If they really did all this in 3 months, isn’t it the biggest competitive advantage?
Imagine where they will be in 1 year with that rate of improvement.
It actually kind of is. Tesla is barking up all the wrong trees, one at a time, but at least in this area, they're doing it very fast. I'm watching for when they actually understand the problems they're dealing with, which is going to take a couple more years IMO. They're just BARELY starting to recognize the nature of the edge case problem, and they have vastly underestimated how hard it is.
However, the so-called "competition" seem to have underestimated the difficulty by even more. Simulations are not effective at finding the edge cases that cossetted California engineers had never imagined, as Karpathy repeatedly pointed out.
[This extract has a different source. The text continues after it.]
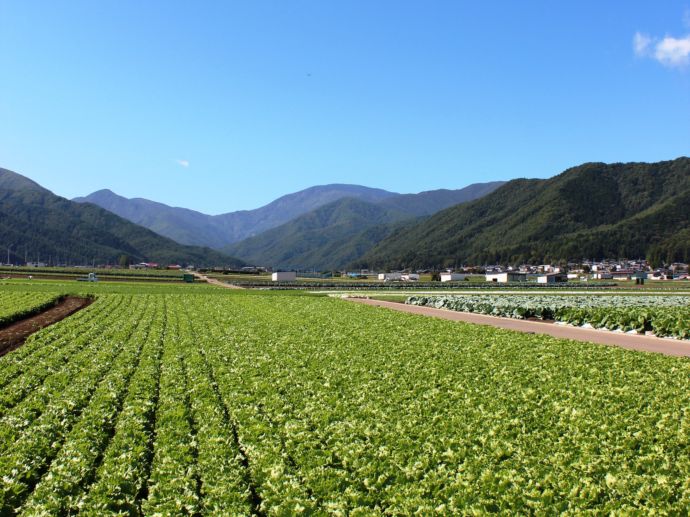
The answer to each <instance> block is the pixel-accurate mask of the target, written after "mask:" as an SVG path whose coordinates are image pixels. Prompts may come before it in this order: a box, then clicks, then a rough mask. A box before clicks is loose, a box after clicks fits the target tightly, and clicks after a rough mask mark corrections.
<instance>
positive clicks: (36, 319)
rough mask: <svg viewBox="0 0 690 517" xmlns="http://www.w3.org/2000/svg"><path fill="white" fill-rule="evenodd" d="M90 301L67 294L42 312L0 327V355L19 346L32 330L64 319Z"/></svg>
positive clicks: (89, 299)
Tesla is the only company in a position to start working on true self-driving, because nobody else has the fleet to get the data. There's a hell of a lot to do after you have the fleet -- decades of work, in my opinion -- but nobody else is really in a position to get started, as far as I can tell.
You'd think a second-mover could just skip all of that and bark up the right tree immediately, but history shows they don't. They end up iterating through mistakes too. So this puts Tesla in a strong lead.
However, all cars will still have drivers, who have to be attentive, in 2020, and 2021, and 2022, and most likely 2023. I wish Musk would stop overpromising!
If there are board members who knew how awful this event would look from an investment point of view, that would explain why it was scheduled BEFORE q1 financial results.